Publishers often express concerns about the programmatic open market, but Bloomberg Media took a more decisive step recently. The company said it would stop serving open-market third-party programmatic display advertising on its website and mobile app when the new year begins.
Publishers, advertisers and ad-tech players should pay attention to this development because it validates concerns and signals where the rest of the supply side is heading: Publishers are going to move away from the programmatic open market and double down on direct sales capabilities.
Bloomberg cited the user experience and brand safety concerns as the main driver of its decision.
Publishers generally use the programmatic open market to fulfill remnant inventory—media they have not sold upfront through direct sales. This comes with some financial benefit, eliminating unused media, but it also comes at the cost of exposing the publisher to advertisers with whom it might not prefer to do business.
Letting a wide array of advertisers onto a site potentially compromises the user experience. For example, readers of a premium site like Bloomberg or the New York Times may not want to see ads for quick fat loss schemes or dubious supplements. This infringement on UX can then scare off not only readers but also advertisers who do not want to be associated with bad or disreputable actors.
Open-market targeting also comes with privacy concerns. The programmatic open market has historically relied on third-party audience data, especially from technologies like the third-party cookie. By relying on it, publishers allowed ad targeting on their site to be dictated by often probabilistic, inaccurate data culled and monetized without consumer knowledge. These practices risk undermining the reputation of the publisher and even introducing regulatory exposure.
Finally, while selling remnant inventory is a strong use case for the programmatic open market, relying too much on it as a fail-safe can lure publishers into a sense of complacency that takes away from needed attention to a much more lucrative sales channel over which the publisher has more control: direct. By leaning away from the open market and into direct, publishers can regain control over the advertisers with whom they do business, resolve privacy concerns and protect the user experience.
For publishers, giving up the open market may introduce short-term challenges such as a loss in revenue earned from remnant inventory. But for those, like Bloomberg, prepared to handle those losses, a renewed focus on direct sales can bring greater and happier readership, unencumbered by low quality ads as well as the high-value advertisers who want to reach that audience.

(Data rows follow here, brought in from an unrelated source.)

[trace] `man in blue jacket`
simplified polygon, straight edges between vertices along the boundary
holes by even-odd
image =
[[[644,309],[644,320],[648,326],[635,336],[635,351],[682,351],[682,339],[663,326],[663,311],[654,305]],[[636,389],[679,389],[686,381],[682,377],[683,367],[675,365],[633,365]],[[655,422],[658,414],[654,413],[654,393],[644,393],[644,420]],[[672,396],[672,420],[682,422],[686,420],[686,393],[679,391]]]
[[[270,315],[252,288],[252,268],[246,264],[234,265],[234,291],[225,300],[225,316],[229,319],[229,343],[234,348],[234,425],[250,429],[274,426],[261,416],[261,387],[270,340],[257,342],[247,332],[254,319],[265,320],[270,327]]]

The key for publishers is to set up the infrastructure required to reach premium advertisers at scale, thereby fueling a strong direct sales operation. This means building out the ad products and salesforce required to execute programmatic guaranteed and private marketplace transactions. It also means displaying direct products, inventory and pricing at scale to increase competition for them among premium buyers.
It’s this pursuit of scale that has led many publishers to depend on the open market—but the same can be accomplished via direct with the proper technology and personnel.
Advertisers should welcome premium publishers’ shift away from the open market. A focus on direct sales offers advertisers preferred deal conditions such as guaranteed impressions and greater transparency into audiences.
The dip in programmatic transactions with obscure buyers should also assure advertisers that, when they buy from publishers who focus on direct, they are buying high quality media in a trusted content environment. Their ad will not show up next to spam or unseemly content.
But for advertisers to take full advantage of what will become an industry-wide movement toward direct deals, they need to ensure their media buying partners, such as agencies and DSPs, have the power to discover and transact at scale on premium inventory that is only being sold via direct channels—this should become a common question for advertisers to pose when vetting media partners. Gaining access to that inventory will be especially crucial on hot channels like CTV.
The digital media industry has been transforming, opting to sacrifice the easy scale of the programmatic open market in favor of brand safety, premium deal conditions and first-party audience relationships. Bloomberg’s move is one big step in that direction. Publishers and advertisers should expect the rest of the industry to follow—and prepare accordingly.